Il tuo legame con la batteria è rimasto evidente. Nella tua musica il dialogo con questo strumento è sempre vivo e pulsante. Quali batteristi nel jazz senti più affini?DeJohnette è un grandissimo. Reagisce alla musica con enorme sensibilità. Mi piacciono Tony Williams, Elvin Jones, Peter Erskine. La batteria come strumento continua a piacermi molto, anche se da ragazzo ho seguito il consiglio di mio padre, cioè passare allo studio del pianoforte. Lui mi diceva che con il pianoforte avrei potuto fare tutto. E non sbagliava.
Il tuo ultimo disco, «Zamazu», è molto eterogeneo. Quale strada imboccherai nel prossimo?Questa varietà è già la mia linea. Quando mi viene un’idea, ne seguono sempre molte altre, che si intrecciano con questa e partono verso nuove direzioni. La musica che nasce da questo processo è originale. Nessun altro musicista a Cuba aveva fatto prima di me queste cose. Nel mondo c’è l’impressione che tutti i pianisti cubani facciano latin jazz, ma non è così. Il latin jazz è un ingrediente, ma io e altri musicisti stiamo cercando di far dialogare la tradizione cubana con altre idee, con altre espressioni.
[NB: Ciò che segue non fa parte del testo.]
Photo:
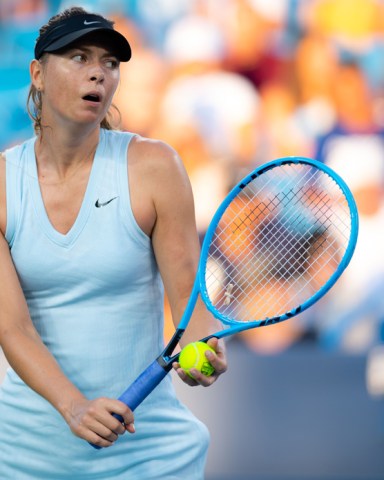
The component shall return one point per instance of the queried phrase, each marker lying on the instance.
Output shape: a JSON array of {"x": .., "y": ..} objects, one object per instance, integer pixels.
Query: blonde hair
[{"x": 112, "y": 119}]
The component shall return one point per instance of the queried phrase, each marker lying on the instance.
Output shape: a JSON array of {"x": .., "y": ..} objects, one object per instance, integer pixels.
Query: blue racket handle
[{"x": 140, "y": 388}]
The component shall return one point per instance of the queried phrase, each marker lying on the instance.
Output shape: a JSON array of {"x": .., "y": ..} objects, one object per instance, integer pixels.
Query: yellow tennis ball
[{"x": 193, "y": 356}]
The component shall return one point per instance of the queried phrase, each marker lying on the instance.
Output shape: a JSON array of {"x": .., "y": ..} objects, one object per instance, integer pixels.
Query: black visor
[{"x": 68, "y": 30}]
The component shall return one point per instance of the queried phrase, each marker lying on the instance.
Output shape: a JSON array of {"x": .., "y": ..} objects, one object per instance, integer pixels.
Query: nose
[{"x": 96, "y": 74}]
Come è la vita, oggi a Cuba, per i musicisti?Ci sono molti ottimi musicisti che non trovano lavoro, ma la situazione si sta evolvendo. Le opportunità non mancano. C’è curiosità verso le cose nuove da parte del pubblico.
I tuoi progetti futuri?Una nuova registrazione con il mio gruppo, che guarda di più alle radici africane, sempre con mie composizioni. L’Africa è una fonte inesauribile di ispirazione.
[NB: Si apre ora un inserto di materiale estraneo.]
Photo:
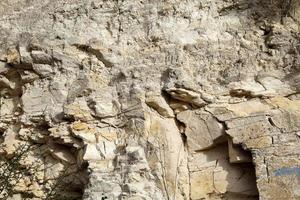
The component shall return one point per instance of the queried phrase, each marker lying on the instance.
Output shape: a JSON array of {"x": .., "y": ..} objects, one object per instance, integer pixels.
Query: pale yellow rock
[
  {"x": 159, "y": 104},
  {"x": 202, "y": 129},
  {"x": 91, "y": 153},
  {"x": 62, "y": 153},
  {"x": 202, "y": 184},
  {"x": 165, "y": 136},
  {"x": 187, "y": 96},
  {"x": 13, "y": 56},
  {"x": 84, "y": 131},
  {"x": 79, "y": 110}
]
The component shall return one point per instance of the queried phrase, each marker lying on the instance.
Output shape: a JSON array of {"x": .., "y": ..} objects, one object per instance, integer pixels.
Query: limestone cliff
[{"x": 150, "y": 99}]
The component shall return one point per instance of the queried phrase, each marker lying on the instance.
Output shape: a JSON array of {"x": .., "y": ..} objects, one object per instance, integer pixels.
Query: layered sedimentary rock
[{"x": 150, "y": 99}]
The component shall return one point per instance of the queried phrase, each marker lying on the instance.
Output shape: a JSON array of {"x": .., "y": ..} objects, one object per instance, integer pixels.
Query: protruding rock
[
  {"x": 159, "y": 104},
  {"x": 43, "y": 70},
  {"x": 62, "y": 153},
  {"x": 13, "y": 56},
  {"x": 91, "y": 153},
  {"x": 78, "y": 110},
  {"x": 188, "y": 96},
  {"x": 25, "y": 55},
  {"x": 41, "y": 57}
]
Nel caso di Ferrer e di González hai parlato di semplicità: è difficile per un pianista virtuoso e agile come te essere semplice?Questa è la cosa più difficile per un musicista: dire più cose con meno note. I miei fratelli e mio padre mi hanno spronato fin dall’inizio a seguire questo principio. Poi i grandi musicisti con i quali ho suonato mi hanno aiutato a metterlo in pratica.